Alphonse Bertillon

Alphonse Bertillon

C’est là aujourd’hui une figure bien connue et chacun, s’il ne sait point la vie sait au moins les œuvres de l’homme. Au nom de Bertillon s’associe dans la pensée le nom d’anthropométrie ; toute sa gloire tient dans ce mot, et c’est une gloire certaine, non faite de réclames. Ce qu’est l’anthropométrie, nos lecteurs le savent, car le service de M . Bertillon a été exposé dans ce journal à différentes reprises (Voir la Science illustrée, tome III, p. 293.).

M. Alphonse Bertillon appartient à une famille de savants ; son père se signala par des études scientifiques remarquables et son frère, le Dr Jacques Bertillon, est chef du service de la statistique du département de la Seine. Il est né à Paris en 1853 , c’est donc aujourd’hui un homme de quarante et un ans, encore tout jeune et plein d’activité. Les études de M. Bertillon portèrent principalement sur l’anthropologie, suivant en cela les idées de son père qui fut un des premiers et des plus zélés fondateurs de la Société d’anthropologie.

C’est en 1880 que M. Bertillon établit son système au palais de Justice. Résumons ce système en quelques lignes, sans entrer dans aucun détail, pour faire sentir par une vue d’ensemble toute la netteté et la précision de ce procédé d’identification par le signalement seul. Il s’agit de classer des photographies et de les retrouver au moyen des mesures prises sur l’individu amené au Dépôt. Les individus sont d’abord séparés en trois catégories, suivant que leur tête, mesurée de la racine du nez à ce point le plus saillant de la bosse occipitale (inion), est grande, moyenne ou petite. Chacun de ces groupes est divisé lui-même en trois autres suivant que la largeur de la tête est grande, moyenne ou petite. Puis c’est la longueur du médius qui va nous fournir trois nouveaux groupes dans chacun des neuf précédents, puis la longueur du pied gauche (trois groupes dans chacun des vingt-sept précédents), la longueur de la coudée (trois groupes dans chacun des quatre-vingt-un précédents), la longueur de l’auriculaire (trois groupes dans chacun des deux cent quarante-trois précédents), la taille (trois groupes dans chacun des sept cent vingt-neuf précédents), l’envergure des bras enfin fournit les derniers groupes, et cette division est suffisante en ce moment à la préfecture de police où le dernier groupe dans lequel on a à chercher ne contient que neuf à dix photographies.

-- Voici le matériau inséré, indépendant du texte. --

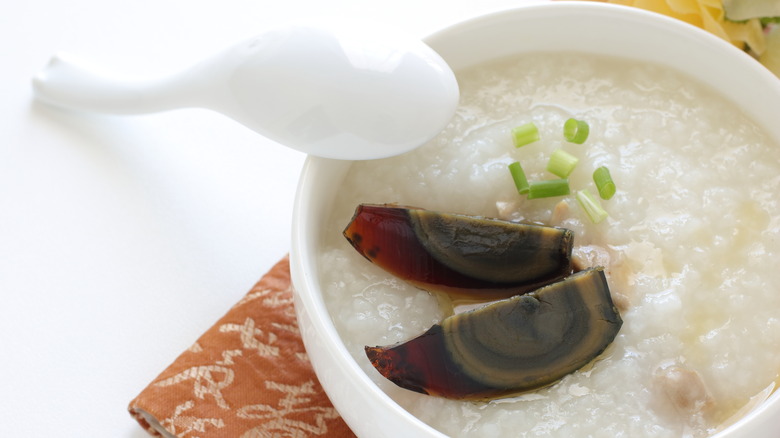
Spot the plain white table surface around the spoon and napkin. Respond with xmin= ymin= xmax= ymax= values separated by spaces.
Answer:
xmin=0 ymin=0 xmax=544 ymax=438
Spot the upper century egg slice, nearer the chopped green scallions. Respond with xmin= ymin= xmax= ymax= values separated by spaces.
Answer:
xmin=344 ymin=204 xmax=573 ymax=299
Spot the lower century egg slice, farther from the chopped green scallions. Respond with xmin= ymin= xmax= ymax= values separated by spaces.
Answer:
xmin=365 ymin=268 xmax=623 ymax=400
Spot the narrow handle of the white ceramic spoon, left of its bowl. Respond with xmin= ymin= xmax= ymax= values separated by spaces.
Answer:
xmin=33 ymin=53 xmax=200 ymax=114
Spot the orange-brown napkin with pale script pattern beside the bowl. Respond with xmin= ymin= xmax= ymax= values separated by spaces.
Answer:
xmin=128 ymin=257 xmax=355 ymax=438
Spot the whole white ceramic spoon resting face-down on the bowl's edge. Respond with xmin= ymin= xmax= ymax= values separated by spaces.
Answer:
xmin=33 ymin=23 xmax=459 ymax=160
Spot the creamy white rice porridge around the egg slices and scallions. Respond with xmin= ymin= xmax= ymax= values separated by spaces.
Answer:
xmin=319 ymin=53 xmax=780 ymax=438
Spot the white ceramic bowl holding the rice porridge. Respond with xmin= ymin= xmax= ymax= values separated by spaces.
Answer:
xmin=291 ymin=2 xmax=780 ymax=438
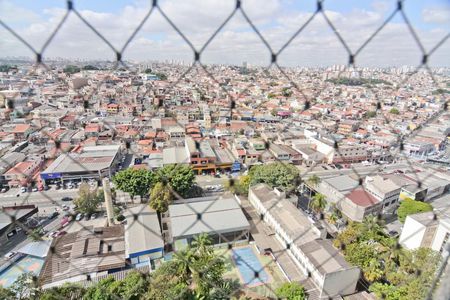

Vous voyez combien ce système est simple : il suffit de mesurer les différentes longueurs dans l’ordre que nous venons d’énumérer pour voir le champ de ses recherches diminuer de plus en plus jusqu’à ce qu’on n’ait plus qu’à feuilleter quelques photographies. M. Bertillon a fait aussi paraître en 1883, un ouvrage sur l ’Ethnographie moderne, les Races sauvages ; en 1890, un travail sur l’Anthropométrie judiciaire à Paris en 1890, dans lequel il a exposé son système, montré son fonctionnement et les avantages qu’on en avait retirés ; la même année La Photographie judiciaire. Enfin en 1892, il a publié un ouvrage très curieux et plein de remarques intéressantes sur la Reconstitution du signalement anthropométrique au moyen des vêtements, dans lequel il a montré les relations qui existent entre les différentes longueurs des os du squelette et les habits portés par le vivant.